String-in, Token-out Trajectories

The coding-agent environment is string/message based: claude-code sends Anthropic Messages requests, receives streamed text/thinking/tool-use blocks, and later sends back rendered tool observations. Training, however, must stay token based. A trajectory is only a valid RL target when the optimized tokens are the same tokens the rollout model actually sampled.

The Anthropic adapter therefore follows a string in, token out contract:

  • Each incoming message history is rendered with the served model's chat template and sent to SGLang as input_ids.
  • SGLang is called with return_logprob=True; the adapter records the exact prompt_ids, sampled output_ids, and per-token rollout logprobs for that turn.
  • At training export time, samples are assembled from those saved token ids. The decoded response field is only a readable sidecar; it is not re-tokenized to recover the training sequence.

Multi-turn agents still force the adapter to tokenize later message histories, because tool observations and claude-code's own compacted messages arrive as strings. slime.agent.trajectory.merge_turns stitches those later prompts against the saved token stream:

  • New prompt suffixes that are tool/user/environment context are appended with loss_mask=0.
  • Fresh model outputs from SGLang are appended with loss_mask=1.
  • If a later prompt no longer token-matches an earlier sampled output, the unmatched suffix is dropped. If the drift cuts through the middle of a previous model output, the retained prefix of that whole output turn is also assigned loss_mask=0.

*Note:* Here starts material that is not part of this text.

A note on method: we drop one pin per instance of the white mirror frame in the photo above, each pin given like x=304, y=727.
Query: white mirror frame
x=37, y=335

That last case is the important correctness guard. A re-tokenization mismatch can make a string-level conversation look continuous while token-level provenance is broken. slime keeps the context needed to continue the agent, but does not backprop through tokens whose sampled origin can no longer be proven. The unit tests in tests/test_agent_trajectory.py cover matched prefixes, skipped turns, split-output drift, changed token counts, and prompt-base restarts.

Fan-out Semantics

  • generate() returns list[Sample] — one Sample per trajectory segment (subagent / wipe / final).
  • Per-trajectory reward is split as reward / K across segments; rollout_id is shared so the per-rollout-mean loss reducer still counts the trajectory once.
  • Sub-agent dispatch increases K (each completed Agent turn block becomes its own segment), so the effective batch after flatten can be much larger than rollout_batch_size * n_samples_per_prompt.

Porting to a New Sandbox Backend

slime.agent.sandbox.Sandbox exposes the shared sandbox contract, and slime.agent.sandbox.E2BSandbox is the E2B implementation:

await sb.exec(cmd, user=..., check=..., timeout=...)
await sb.write_file(sandbox_path, content_or_host_path, user=...)
await sb.read_file(sandbox_path, user=...)
async with E2BSandbox(...) as sb: ...

Reimplement those on Docker / Modal / a local VM and everything in generate.py keeps working unchanged.